新型コロナ医療体制立て直しのため、衛生緊急事態を2023年末まで再度延長
(アルゼンチン)
ブエノスアイレス発
2023年01月17日
アルゼンチン政府は2022年12月30日、新型コロナウイルス(以下、新型コロナ)感染拡大が社会や医療体制に引き続き影響を及ぼしていることを受けて、必要緊急大統領令(DNU)863/2022号を公布し、2020年3月12日に発令した衛生緊急事態を2023年12月31日まで再度延長した。
衛生緊急事態を継続する背景について政府は、新型コロナワクチン接種率は高い水準に達したものの、新型コロナ感染者数が再び増加したことに加えて、インフルエンザウイルス、パラインフルエンザウイルス、アデノウイルス、ヒトメタニューモウイルスなど呼吸器系ウイルスへの感染の増加が見られること、2020年から2021年にかけて、全国の外来患者数がそれまでの50%、基礎疾患者の治療件数が60%減少した反動で、現在、診察需要が大幅に増加し、その対応に追われていること、外出禁止措置による身体活動量の大幅な減少や食習慣の変化により、肥満や心血管疾患、代謝性疾患が増加していること、パンデミックがもたらした精神疾患の増加や、たばこ、アルコール、薬物およびテクノロジーへの依存が深刻化していることなどを挙げ、全国の医療体制を整える必要があるとしている。

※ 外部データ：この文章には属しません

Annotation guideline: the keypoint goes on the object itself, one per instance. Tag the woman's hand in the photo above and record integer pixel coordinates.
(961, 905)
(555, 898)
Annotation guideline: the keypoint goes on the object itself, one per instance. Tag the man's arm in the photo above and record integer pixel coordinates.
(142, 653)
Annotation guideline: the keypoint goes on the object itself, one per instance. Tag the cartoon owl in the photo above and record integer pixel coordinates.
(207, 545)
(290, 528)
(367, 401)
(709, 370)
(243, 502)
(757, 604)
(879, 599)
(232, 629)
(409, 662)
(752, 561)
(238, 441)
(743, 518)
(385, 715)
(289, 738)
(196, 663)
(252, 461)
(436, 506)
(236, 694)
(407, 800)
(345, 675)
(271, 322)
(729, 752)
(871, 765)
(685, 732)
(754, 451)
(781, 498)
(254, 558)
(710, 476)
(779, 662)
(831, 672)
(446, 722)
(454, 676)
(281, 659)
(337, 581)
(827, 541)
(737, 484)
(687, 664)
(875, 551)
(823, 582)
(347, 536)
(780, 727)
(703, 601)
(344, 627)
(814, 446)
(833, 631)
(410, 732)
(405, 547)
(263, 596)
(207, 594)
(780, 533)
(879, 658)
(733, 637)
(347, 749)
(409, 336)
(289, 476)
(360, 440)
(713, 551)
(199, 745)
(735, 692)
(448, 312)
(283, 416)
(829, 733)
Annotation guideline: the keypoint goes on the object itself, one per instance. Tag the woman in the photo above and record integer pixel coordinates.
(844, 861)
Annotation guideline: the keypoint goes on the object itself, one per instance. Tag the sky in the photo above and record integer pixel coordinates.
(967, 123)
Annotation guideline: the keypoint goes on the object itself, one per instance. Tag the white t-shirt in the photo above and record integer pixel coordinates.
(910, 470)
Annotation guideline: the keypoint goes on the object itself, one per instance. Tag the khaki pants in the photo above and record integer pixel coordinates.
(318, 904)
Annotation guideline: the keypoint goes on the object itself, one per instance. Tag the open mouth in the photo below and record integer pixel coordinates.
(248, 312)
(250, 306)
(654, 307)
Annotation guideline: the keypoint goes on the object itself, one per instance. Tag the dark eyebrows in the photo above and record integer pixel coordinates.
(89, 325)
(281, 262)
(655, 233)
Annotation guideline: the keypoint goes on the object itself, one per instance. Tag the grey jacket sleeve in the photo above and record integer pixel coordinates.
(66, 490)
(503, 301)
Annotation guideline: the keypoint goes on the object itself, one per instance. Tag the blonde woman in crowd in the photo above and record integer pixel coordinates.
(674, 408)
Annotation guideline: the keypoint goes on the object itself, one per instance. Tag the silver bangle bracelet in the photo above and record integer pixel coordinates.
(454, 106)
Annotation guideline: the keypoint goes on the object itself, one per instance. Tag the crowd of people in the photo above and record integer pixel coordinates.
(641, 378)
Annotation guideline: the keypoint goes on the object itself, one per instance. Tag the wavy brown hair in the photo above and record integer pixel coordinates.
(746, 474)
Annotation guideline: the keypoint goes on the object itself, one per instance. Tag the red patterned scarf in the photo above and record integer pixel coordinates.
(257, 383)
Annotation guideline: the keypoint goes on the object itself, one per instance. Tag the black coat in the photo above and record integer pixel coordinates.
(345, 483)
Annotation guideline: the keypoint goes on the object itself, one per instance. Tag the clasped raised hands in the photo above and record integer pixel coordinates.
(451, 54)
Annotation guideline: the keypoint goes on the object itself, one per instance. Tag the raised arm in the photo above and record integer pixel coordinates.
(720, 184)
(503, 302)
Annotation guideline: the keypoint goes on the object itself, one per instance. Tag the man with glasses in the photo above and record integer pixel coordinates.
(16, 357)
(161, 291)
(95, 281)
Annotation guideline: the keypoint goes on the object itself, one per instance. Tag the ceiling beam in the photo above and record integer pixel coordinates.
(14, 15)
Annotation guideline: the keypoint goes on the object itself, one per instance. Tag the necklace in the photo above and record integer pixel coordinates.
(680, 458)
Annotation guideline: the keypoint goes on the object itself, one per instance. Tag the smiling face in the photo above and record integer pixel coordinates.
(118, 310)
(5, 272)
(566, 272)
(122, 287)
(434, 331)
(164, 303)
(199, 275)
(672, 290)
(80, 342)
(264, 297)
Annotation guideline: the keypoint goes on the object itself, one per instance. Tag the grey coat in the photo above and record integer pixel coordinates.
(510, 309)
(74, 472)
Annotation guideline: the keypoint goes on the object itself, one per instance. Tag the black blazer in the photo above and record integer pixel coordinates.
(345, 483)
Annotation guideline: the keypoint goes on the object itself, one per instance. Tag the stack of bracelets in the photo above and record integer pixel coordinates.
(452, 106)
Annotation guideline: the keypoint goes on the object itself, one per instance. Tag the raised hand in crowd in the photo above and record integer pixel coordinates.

政府は衛生緊急事態を継続することにより、必要に応じて定年退職した医療従事者の雇用、国内免許を有さない外国の医療専門家や技術者の雇用、事前認可を必要としない移動式救護施設の設置、官房長官の発令による国家予算の再配分などが実行できる。
保健省によると、2022年11月末の1週間当たりの全国の新規感染者数は約3,000人だったが、12月最終週は7万人以上と大幅に増加した。2023年1月1日から7日までの新規感染者数は約4万人に減少したとしているが、検査対象は主に50歳以上、基礎疾患を持つ者。1月第1週の死者数は78人で、集中治療室(ICU)で治療を受けている患者数は413人に上る。